I’ve been working on PyMc3 for a while for building a robust model using the data I have. I came across Updating priors example for a linear regression kind of data. I’ve been trying to do the same for a model which uses gaussian mixture model to model the data which doesn’t seem to be much successful.
It would be really helpful if I had an example to refer.
What kind of difficulty you see?
I find that sometimes it might be easier to approximate the posterior with a Gaussian for the next batch of updating, eg see Performance speedup for updating posterior with new data and code here: https://github.com/junpenglao/Planet_Sakaar_Data_Science/blob/master/PyMC3QnA/Update%20prior%20with%20Interpolation.ipynb (see last cell)

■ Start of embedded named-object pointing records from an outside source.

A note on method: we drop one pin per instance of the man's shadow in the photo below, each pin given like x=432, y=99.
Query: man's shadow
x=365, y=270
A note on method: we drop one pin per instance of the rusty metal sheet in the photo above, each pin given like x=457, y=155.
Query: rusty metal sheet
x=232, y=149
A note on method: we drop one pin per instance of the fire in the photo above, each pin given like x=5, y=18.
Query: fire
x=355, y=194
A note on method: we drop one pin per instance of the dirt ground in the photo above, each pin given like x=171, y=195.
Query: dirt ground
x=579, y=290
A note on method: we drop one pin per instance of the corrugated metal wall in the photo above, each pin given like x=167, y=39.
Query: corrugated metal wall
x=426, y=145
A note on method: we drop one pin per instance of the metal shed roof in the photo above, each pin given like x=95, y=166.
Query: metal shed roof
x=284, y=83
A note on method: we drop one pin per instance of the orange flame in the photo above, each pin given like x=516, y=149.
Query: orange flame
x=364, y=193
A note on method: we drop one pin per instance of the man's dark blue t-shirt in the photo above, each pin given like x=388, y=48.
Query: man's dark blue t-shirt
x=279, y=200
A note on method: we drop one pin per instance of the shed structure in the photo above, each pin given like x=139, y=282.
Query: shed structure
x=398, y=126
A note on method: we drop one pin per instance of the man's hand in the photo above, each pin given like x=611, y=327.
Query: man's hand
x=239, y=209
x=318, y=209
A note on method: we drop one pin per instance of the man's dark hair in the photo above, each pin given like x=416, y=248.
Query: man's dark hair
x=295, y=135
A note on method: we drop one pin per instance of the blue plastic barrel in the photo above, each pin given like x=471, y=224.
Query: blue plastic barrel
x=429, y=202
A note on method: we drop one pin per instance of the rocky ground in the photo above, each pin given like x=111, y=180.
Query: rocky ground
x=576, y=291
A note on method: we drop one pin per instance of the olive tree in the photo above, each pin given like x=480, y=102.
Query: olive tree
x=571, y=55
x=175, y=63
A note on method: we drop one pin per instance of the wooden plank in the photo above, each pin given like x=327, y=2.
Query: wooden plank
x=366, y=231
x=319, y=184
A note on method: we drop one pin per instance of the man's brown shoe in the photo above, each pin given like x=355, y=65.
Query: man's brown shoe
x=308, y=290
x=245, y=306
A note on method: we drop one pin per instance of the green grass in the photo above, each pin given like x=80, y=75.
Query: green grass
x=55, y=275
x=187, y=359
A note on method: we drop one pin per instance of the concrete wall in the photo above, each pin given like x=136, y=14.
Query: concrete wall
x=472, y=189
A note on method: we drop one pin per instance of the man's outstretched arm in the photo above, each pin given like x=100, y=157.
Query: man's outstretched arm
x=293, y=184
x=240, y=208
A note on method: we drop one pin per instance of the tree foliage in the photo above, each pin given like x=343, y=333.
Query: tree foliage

If you have bounded variables, it would be a bit more difficult as you need to work out the inverse projection from unconstrained parameter space back to the bounded space.
Thanks for answering. I am using weights (Dirichlet distribution) in my model. So, when I tried to sample my parameters I get multidimensional values of parameters(mu,sigma). But,Interpolated gives us only 1D interpolation of the points. I get some dimensional errors.

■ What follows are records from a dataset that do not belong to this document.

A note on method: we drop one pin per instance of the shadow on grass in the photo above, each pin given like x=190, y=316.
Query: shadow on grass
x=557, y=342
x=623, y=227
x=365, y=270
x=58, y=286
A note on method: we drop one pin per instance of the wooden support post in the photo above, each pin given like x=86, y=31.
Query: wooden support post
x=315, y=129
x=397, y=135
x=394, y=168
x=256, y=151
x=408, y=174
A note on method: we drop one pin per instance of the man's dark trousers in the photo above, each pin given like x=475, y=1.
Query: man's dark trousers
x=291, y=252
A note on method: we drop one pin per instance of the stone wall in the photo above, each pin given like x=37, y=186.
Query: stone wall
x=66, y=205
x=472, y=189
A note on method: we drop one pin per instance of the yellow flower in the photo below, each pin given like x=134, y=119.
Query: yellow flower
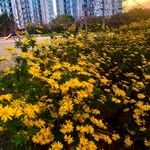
x=56, y=75
x=7, y=97
x=147, y=143
x=115, y=137
x=68, y=139
x=25, y=40
x=118, y=91
x=43, y=137
x=18, y=112
x=67, y=128
x=31, y=110
x=147, y=77
x=128, y=142
x=115, y=100
x=97, y=122
x=6, y=113
x=56, y=146
x=66, y=106
x=39, y=123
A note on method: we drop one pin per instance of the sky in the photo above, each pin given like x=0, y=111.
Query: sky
x=134, y=3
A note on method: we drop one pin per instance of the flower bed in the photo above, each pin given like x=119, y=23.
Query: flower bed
x=85, y=92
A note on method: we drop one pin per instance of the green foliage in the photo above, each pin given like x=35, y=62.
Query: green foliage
x=7, y=24
x=92, y=87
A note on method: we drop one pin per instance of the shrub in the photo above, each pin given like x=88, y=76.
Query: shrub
x=85, y=92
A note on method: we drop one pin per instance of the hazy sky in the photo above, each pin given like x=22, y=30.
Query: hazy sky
x=132, y=3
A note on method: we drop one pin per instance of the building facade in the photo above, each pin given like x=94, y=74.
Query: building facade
x=43, y=11
x=5, y=7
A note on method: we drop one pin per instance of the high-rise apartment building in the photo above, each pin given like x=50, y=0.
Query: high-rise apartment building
x=43, y=11
x=5, y=6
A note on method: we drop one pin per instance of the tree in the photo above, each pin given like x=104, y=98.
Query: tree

You can still approximate them in the latent space similar to above, but in this case it might be better to use a MvNormal.

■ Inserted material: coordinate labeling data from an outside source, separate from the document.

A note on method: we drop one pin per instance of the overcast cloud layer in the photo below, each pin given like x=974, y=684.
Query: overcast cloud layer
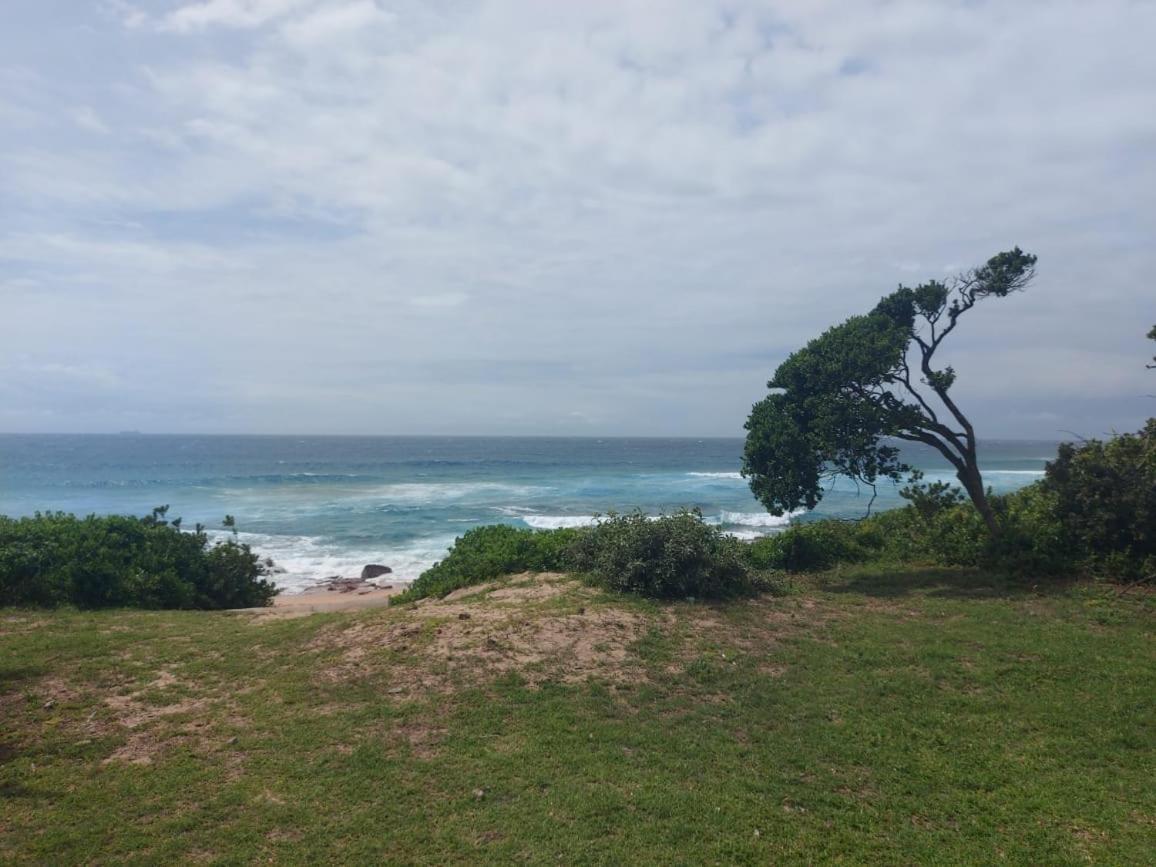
x=558, y=217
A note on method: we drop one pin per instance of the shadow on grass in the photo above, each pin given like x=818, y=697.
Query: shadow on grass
x=890, y=582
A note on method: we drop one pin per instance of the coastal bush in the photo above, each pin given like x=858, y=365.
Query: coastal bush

Maybe you can put up a notebook with some simulation data I can give you some more pointers.
Below is the code I am working on. I get an error at Interpolation.(I think you seem to have gone through my code earlier)
observed_cell_delay = list_cell_delay[:5000]
W = np.array([0.3, 0.7])
fig, ax = plt.subplots(figsize=(8, 6))
ax.hist(observed_cell_delay, bins=30, normed=True, lw=0)
with pm.Model() as model:
w = pm.Dirichlet('w',np.array([0.3,0.7]))
mu = pm.Normal('mu', 0., 10., shape=W.size)
tau = pm.Gamma('tau', 1., 1., shape=W.size)
est_cell_del = pm.NormalMixture('est_cell_del', w, mu, tau=tau, observed=observed_cell_delay)
with model:
step = pm.Metropolis()
trace = pm.sample(50000, n_init=10000, tune=1000,step=step,discard_tuned_samples=True, random_seed=SEED)
with model:
ppc_trace = pm.sample_ppc(trace, 1000,random_seed=SEED)
fig, ax = plt.subplots(figsize=(8, 6))
est = ppc_trace['est_cell_del'].mean(axis=0)
real = np.asarray(observed_cell_delay)
sns.jointplot(x=real, y=est,color="g",kind="kde",space=0)
def from_posterior(param, samples):
smin, smax = np.min(samples), np.max(samples)
width = smax - smin
x = np.linspace(smin, smax, 100)
samples = samples[~np.isnan(samples)]
y = stats.gaussian_kde(samples)(x)
# what was never sampled should have a small probability but not 0,
# so we'll extend the domain and use linear approximation of density on it
x = np.concatenate([[x[0] - 3 * width], x, [x[-1] + 3 * width]])
y = np.concatenate([[0], y, [0]])
return Interpolated(param, x, y)
traces = [trace]
x=0
for _ in range(10):
# generate more data
x = x+5000
observed_cell_delay = list_cell_delay[x:x+5000]
model = pm.Model()
with model:
# Priors are posteriors from previous iteration
w = from_posterior('w', trace['w'])
mu = from_posterior('mu', trace['mu'])
tau = from_posterior('tau', trace['tau'])
print(mu)
# Likelihood (sampling distribution) of observations
est_cell_del = pm.NormalMixture('est_cell_del',w=w,mu=mu,tau=tau, observed=observed_cell_delay)
# draw 10000 posterior samples
trace = pm.sample(1000)
traces.append(trace)
Hi, Ravinderatla,
Have you solved this problem?